Alcohol also temporarily quiets the brain circuits that produce anxiety and stress. As the brain adapts to frequent alcohol exposure, those circuits become overactive when alcohol is absent. This creates a cycle: drinking to relieve the discomfort that drinking itself caused.
Physical Dependence and Withdrawal
Physical dependence is one possible feature of AUD, but it’s not required for a diagnosis. When it does develop, it means the body has adapted to the constant presence of alcohol so thoroughly that removing it triggers a physical reaction.
Withdrawal symptoms typically start within 6 to 24 hours after the last drink. Early symptoms include headache, anxiety, irritability, and insomnia. For most people with mild to moderate withdrawal, symptoms peak between 24 and 72 hours and then begin to ease. In severe cases, seizures are most likely 24 to 48 hours after the last drink, and a dangerous condition called delirium tremens can appear between 48 and 72 hours. Some people experience lingering symptoms like insomnia and mood changes for weeks or even months after stopping.
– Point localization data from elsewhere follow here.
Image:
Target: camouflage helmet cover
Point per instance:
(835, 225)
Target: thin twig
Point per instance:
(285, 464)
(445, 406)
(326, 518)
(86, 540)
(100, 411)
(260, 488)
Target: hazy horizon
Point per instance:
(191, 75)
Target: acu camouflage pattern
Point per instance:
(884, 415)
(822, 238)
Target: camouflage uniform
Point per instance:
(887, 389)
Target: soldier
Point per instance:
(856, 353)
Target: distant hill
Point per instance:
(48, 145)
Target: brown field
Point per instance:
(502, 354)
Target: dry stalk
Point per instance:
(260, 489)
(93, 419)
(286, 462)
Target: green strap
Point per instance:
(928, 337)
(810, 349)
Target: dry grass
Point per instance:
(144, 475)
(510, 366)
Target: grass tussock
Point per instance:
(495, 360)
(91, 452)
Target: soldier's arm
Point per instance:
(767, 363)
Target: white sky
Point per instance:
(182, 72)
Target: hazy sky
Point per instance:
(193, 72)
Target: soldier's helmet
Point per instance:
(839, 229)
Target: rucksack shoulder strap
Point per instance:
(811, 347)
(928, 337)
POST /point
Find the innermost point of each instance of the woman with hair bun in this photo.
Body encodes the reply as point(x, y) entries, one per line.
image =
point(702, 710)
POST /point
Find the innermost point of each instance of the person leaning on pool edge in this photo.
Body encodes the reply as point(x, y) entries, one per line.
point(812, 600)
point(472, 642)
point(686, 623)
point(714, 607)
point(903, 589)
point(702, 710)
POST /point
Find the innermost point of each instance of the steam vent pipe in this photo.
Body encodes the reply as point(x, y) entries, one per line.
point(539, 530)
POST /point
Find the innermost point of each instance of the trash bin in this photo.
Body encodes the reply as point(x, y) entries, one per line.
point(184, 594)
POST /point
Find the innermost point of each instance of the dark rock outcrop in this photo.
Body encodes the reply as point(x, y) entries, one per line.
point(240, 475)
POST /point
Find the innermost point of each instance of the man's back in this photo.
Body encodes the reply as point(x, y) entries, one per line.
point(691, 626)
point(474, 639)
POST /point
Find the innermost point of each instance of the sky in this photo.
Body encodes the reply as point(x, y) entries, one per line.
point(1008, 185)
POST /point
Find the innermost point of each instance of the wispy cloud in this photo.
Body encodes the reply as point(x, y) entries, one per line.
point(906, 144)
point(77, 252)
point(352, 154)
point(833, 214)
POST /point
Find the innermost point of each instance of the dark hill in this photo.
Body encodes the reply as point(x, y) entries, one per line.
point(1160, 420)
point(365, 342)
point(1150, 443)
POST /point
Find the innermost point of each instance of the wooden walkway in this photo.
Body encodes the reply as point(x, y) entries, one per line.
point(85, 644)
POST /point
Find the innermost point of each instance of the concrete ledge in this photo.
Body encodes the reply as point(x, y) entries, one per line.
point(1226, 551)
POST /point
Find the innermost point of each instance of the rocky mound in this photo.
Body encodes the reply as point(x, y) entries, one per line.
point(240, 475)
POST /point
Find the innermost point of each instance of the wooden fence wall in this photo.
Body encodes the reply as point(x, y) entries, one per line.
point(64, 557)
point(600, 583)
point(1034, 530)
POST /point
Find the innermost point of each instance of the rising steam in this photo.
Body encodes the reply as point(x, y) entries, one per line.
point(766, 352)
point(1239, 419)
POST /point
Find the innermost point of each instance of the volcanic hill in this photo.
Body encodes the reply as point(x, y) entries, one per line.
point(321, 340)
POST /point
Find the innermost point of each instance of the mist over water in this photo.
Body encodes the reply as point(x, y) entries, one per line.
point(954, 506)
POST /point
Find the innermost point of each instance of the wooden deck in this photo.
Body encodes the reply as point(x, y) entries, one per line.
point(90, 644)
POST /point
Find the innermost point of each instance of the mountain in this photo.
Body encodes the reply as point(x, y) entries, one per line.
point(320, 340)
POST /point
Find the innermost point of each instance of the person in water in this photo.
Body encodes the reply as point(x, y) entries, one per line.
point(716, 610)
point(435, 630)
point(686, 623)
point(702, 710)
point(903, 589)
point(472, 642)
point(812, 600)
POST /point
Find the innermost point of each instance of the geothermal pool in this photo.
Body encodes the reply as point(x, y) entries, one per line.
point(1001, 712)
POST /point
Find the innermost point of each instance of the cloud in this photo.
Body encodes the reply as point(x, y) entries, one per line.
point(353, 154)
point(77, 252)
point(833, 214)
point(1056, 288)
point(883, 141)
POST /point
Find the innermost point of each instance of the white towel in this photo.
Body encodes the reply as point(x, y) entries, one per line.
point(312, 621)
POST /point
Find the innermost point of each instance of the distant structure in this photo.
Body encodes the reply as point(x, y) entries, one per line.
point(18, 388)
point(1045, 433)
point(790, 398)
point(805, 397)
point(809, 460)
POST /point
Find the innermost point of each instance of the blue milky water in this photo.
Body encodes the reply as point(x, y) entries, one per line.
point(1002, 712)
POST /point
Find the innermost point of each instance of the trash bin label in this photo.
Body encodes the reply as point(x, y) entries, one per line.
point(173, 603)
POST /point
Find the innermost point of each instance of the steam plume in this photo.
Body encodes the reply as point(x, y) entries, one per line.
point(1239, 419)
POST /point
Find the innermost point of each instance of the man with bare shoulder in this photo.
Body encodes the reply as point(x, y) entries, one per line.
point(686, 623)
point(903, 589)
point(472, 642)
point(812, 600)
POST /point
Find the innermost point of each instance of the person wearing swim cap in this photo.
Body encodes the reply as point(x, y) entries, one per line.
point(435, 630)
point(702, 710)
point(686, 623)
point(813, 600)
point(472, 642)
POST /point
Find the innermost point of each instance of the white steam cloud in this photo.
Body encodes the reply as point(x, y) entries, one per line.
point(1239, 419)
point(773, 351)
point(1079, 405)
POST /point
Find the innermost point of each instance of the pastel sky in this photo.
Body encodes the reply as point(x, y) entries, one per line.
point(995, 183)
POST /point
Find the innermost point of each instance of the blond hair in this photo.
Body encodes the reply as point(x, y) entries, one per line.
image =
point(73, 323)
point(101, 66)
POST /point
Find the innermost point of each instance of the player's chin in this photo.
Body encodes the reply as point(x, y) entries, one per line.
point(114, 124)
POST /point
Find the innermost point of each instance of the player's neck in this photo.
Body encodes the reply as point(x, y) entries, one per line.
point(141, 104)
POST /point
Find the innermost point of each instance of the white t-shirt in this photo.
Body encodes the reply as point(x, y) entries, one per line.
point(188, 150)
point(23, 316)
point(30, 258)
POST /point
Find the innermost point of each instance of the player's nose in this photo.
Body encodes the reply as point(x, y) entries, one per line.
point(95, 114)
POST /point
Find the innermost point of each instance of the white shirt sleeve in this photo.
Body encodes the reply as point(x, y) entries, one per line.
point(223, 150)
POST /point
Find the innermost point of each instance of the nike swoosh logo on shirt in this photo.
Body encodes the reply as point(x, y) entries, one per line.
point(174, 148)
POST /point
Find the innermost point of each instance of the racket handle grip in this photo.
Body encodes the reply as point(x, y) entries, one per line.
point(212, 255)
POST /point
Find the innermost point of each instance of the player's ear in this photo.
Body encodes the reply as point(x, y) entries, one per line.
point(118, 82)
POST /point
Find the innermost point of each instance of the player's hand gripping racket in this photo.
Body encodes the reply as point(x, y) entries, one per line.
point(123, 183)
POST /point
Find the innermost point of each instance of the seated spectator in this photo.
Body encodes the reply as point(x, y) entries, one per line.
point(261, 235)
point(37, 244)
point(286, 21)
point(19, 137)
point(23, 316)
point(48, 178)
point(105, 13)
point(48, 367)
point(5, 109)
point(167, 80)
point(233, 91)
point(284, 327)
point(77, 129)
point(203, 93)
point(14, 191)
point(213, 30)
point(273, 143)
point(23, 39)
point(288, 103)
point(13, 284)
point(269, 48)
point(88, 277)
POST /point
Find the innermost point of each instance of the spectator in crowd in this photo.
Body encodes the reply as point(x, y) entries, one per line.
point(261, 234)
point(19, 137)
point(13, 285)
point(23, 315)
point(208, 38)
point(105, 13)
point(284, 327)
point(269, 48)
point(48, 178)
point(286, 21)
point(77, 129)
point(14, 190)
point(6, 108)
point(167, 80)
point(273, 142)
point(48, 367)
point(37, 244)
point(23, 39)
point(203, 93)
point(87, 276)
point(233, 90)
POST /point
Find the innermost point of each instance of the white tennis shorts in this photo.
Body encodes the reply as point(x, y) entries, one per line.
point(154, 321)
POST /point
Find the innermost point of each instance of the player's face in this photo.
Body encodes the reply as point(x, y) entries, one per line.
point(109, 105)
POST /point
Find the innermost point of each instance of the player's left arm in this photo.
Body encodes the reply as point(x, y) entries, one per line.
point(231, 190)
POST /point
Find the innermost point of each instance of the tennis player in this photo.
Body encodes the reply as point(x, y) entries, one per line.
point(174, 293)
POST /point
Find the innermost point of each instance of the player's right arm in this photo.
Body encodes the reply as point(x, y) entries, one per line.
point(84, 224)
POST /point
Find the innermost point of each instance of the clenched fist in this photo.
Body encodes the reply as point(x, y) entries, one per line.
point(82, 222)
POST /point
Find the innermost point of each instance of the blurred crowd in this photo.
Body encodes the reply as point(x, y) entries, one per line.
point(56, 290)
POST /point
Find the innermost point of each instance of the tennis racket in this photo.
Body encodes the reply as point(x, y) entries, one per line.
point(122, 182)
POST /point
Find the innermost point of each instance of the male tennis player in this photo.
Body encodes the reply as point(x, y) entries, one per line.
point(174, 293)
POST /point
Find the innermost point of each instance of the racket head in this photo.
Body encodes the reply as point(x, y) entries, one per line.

The presence of withdrawal doesn’t define AUD on its own, but it’s a strong signal of physical dependence and typically points toward the more severe end of the spectrum.
How Screening Works
Doctors often use a short screening questionnaire called the AUDIT-C to flag potential problems before doing a full evaluation. It asks three quick questions about how often you drink, how many drinks you have on a typical day, and how often you have six or more drinks at once. A score of 4 or higher for men, or 3 or higher for women, is considered a positive screen for hazardous drinking or a possible alcohol use disorder. A positive screen isn’t a diagnosis. It’s a signal that a more detailed conversation is warranted.
Why the Definition Changed
Before 2013, the diagnostic manual drew a hard line between “alcohol abuse” (drinking that caused social or legal problems) and “alcohol dependence” (physical addiction with tolerance and withdrawal). The problem was that many people fell in a gray area. Someone could have serious, life-disrupting drinking habits but not meet the strict criteria for dependence. Others had early signs of dependence but didn’t fit neatly into the abuse category.
The current single-diagnosis model with a severity scale captures a wider range of people and reflects what clinicians actually see: a continuum from mildly problematic drinking to severe, physically entrenched addiction. It also removed one older criterion, getting into legal trouble from drinking, which was found to be a poor predictor of the underlying condition. In its place, craving was added as a recognized symptom.